Mas o aperto nos spreads dos títulos corporativos nos últimos meses pode refletir uma percepção de enfraquecimento relativo da dívida pública. O governo dos EUA perdeu sua última nota de classificação “AAA” em maio, quando a Moody’s rebaixou a nota para “Aa1”. A agência citou fatores como o aumento do déficit e do custo dos juros, prevendo que os pagamentos com juros vão consumir cerca de 30% da receita do governo até 2035 — ante 18% em 2024 e 9% em 2021.

E o amplo pacote de cortes de impostos do presidente Donald Trump pode adicionar cerca de US$ 3,4 trilhões ao déficit dos EUA na próxima década, segundo projeções do Escritório de Orçamento do Congresso (CBO), órgão apartidário.

Ao mesmo tempo, os lucros corporativos seguem relativamente fortes e, embora haja sinais iniciais de cautela, as empresas de alta qualidade estão, em geral, gerando lucros suficientes para pagar os juros com folga. Mais empresas americanas estão superando as estimativas de lucros neste trimestre do que no mesmo período do ano passado.

As avaliações dos títulos corporativos têm estado altas recentemente, refletindo a forte demanda dos investidores. Os spreads dos títulos corporativos de grau de investimento nos EUA ficaram abaixo de 0,8 ponto percentual (80 pontos-base) em média em julho até quinta-feira — bem abaixo da média da década, de cerca de 120 pontos-base, segundo dados do índice Bloomberg. Já os spreads de títulos corporativos de alta qualidade denominados em euro ficaram em cerca de 85 pontos-base em julho, ante uma média de cerca de 123 pontos-base na década.

Para alguns gestores, essas avaliações elevadas são motivo de cautela. Gershon Distenfeld, gestor da AllianceBernstein Holding LP, reduziu neste mês uma posição que favorecia risco de crédito em vez de risco de juros. Dominique Braeuninger, gestor multiestratégia da Schroders Investment Management Ltd., também considera que os spreads estão estreitos demais para tornar os títulos corporativos atrativos.

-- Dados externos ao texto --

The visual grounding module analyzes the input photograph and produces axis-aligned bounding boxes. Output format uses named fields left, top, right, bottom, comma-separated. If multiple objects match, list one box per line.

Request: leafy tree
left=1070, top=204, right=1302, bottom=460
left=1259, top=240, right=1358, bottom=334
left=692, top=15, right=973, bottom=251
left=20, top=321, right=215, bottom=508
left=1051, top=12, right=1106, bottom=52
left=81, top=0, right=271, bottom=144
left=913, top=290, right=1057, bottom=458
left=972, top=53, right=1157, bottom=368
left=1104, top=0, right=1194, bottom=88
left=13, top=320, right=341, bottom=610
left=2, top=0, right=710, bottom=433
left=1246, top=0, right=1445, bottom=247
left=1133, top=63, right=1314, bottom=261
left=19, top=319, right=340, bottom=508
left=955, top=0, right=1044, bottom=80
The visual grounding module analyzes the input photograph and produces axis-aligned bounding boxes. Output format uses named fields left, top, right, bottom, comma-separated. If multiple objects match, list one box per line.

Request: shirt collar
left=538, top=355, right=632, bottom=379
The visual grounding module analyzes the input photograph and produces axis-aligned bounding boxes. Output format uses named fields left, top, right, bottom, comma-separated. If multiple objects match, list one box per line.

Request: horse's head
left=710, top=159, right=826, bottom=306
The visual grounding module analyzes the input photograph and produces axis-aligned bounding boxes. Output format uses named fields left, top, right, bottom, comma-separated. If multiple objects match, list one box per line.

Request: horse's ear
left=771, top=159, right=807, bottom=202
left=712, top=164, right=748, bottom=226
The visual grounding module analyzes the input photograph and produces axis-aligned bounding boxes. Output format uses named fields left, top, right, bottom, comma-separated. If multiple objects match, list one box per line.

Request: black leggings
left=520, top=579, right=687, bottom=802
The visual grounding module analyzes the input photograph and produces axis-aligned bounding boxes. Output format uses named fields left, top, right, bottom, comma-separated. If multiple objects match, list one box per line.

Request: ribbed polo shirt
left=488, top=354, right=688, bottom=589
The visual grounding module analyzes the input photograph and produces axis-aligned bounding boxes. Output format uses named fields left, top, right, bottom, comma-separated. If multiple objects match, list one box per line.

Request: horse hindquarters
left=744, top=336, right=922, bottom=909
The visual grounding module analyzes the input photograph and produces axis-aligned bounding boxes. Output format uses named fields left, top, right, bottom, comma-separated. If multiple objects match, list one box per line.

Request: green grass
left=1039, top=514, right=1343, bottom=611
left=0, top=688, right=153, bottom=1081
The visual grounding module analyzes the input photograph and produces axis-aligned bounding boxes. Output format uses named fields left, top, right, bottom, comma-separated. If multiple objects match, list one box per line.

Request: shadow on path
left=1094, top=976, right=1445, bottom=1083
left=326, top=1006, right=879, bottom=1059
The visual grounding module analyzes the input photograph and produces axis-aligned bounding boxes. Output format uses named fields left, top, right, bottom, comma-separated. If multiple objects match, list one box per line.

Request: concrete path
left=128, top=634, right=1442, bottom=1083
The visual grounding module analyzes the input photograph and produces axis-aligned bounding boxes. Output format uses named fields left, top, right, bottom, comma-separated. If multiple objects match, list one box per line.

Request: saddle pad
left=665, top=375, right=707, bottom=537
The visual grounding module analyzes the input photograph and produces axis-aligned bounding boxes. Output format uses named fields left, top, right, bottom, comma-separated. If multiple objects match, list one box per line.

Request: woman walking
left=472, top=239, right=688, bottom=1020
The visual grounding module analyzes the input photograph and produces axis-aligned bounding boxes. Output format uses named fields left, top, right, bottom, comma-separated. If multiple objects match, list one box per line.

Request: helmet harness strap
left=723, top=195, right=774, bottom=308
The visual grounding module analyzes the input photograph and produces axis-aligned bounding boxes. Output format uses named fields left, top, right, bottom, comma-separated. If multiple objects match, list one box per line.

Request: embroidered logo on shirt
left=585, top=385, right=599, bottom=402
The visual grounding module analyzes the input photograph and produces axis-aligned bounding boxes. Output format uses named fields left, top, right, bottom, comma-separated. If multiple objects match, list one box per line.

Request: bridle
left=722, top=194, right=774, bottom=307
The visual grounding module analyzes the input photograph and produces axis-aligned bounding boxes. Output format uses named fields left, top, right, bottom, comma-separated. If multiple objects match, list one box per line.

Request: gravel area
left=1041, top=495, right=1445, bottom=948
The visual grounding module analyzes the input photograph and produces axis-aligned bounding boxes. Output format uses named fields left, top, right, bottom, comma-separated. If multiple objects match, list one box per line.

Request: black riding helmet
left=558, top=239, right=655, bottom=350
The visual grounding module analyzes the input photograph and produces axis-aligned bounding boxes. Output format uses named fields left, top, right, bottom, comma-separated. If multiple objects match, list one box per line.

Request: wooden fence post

Mesmo com a visão geralmente positiva da BlackRock sobre a dívida corporativa, a gestora está com posição abaixo da média em papéis de longo prazo, justamente por causa dos spreads estreitos — e, ao mesmo tempo, com posição acima da média em crédito de curto prazo.

Mas para muitos analistas, o mundo está mudando, e faz sentido deter mais dívida corporativa neste momento.

“O que temos visto no lado fiscal do governo não é exatamente uma boa notícia”, disse Jason Simpson, estrategista sênior de renda fixa em ETFs da SPDR na State Street Investment Management. “As empresas, por outro lado, parecem seguir em frente tranquilamente.”